Viu a Guidinha de Nha Serafina aproximar-se pensou é desistir, era
muito tímido, as pernas começaram a tremer e pensou que não era capaz... A Guidinha de Nha Serafina vinha e parecia
muito triste, caminhava lentamente, mostrava-se cansada e cabisbaixa. Ela não
passou, como se um imã a atraísse, sentou-se a beira da estrada numa pedra. Viu
o rosto belo dela e pareceu-lhe que dois fios de lágrimas corriam nas faces...
Encheu-se de coragem e aproximou-se e abriu seu coração. Ela também lhe jurou
amor eterno.
-Espera por mim Guidinha !
-Esperarei o tempo que for preciso. Vai e aqui estarei todos os dias
e aqui me encontrarás sentada a ti esperar, José.

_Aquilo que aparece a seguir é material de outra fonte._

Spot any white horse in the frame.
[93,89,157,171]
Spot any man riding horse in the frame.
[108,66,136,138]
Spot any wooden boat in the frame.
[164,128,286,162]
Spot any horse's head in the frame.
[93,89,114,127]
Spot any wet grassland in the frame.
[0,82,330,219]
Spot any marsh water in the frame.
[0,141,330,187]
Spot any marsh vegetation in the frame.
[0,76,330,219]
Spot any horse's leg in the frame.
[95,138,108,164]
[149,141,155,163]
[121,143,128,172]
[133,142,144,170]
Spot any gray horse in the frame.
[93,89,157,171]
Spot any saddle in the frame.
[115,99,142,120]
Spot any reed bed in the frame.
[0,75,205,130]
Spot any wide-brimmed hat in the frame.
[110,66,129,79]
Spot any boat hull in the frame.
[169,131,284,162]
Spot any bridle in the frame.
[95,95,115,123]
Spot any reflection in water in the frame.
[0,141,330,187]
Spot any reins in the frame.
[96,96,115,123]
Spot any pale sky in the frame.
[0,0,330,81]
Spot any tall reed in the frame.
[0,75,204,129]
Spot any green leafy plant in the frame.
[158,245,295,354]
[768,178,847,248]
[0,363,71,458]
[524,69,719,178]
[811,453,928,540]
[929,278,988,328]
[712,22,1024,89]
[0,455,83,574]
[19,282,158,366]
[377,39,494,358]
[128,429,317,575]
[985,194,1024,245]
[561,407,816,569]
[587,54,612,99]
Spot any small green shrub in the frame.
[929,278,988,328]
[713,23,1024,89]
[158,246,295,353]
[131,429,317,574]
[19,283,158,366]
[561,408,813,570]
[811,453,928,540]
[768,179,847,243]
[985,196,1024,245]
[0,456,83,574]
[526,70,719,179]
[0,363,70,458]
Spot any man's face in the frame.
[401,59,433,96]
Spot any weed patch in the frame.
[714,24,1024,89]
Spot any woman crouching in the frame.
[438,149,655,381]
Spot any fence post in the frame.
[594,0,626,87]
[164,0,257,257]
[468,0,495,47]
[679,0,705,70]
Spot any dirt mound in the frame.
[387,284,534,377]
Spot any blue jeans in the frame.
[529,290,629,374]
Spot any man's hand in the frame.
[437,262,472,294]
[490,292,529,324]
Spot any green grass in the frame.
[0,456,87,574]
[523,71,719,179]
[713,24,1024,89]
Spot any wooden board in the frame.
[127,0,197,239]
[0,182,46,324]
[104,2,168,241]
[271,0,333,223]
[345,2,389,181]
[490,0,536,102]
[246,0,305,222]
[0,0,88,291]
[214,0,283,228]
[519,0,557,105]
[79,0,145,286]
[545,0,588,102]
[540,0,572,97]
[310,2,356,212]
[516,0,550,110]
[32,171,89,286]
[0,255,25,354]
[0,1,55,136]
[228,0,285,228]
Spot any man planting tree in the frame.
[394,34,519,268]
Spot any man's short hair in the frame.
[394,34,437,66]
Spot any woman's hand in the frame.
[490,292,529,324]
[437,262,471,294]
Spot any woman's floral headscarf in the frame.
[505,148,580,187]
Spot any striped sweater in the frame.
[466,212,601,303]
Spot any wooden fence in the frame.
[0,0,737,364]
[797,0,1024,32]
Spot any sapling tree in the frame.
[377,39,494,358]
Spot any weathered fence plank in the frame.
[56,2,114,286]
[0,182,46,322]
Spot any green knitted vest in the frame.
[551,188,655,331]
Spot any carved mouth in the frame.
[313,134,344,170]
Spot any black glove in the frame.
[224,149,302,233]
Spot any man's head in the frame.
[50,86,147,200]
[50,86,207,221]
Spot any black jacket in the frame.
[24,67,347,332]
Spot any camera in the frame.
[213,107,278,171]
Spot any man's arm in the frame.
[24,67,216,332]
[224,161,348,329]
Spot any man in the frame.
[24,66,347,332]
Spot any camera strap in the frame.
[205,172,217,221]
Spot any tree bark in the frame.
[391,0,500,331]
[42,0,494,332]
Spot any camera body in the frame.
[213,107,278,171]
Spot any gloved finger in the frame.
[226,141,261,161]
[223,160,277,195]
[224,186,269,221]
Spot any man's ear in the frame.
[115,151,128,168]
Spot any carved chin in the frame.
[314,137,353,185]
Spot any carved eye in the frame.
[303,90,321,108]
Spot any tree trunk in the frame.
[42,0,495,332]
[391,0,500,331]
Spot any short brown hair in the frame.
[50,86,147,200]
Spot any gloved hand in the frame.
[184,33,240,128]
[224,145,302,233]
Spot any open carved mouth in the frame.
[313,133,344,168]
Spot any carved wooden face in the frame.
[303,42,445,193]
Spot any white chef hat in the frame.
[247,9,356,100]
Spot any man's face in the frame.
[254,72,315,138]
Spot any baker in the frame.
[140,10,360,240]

O José de Nha Bodjinha partiu para o sonho e teve pesadelo. O bote
pequeno e com poucas condições não conseguiu vencer o mau tempo no alto mar e
morreu pensando na Guidinha de Nha Serafina.
A Guidinha de Nha Serafina esperou e não desesperou, todos os dias
ia cumprir a promessa. Sabia que era impossível o regresso do José de Nha
Bodjinha, pois nunca mais ninguém teve a notícia do bote e nem dos que estava
nele... Mas ela ia e esperava enquanto podia andar... Quando a velhice lhe
trouxe a morte, feliz a recebeu e a abraçou, pois cumpriu a palavra dada!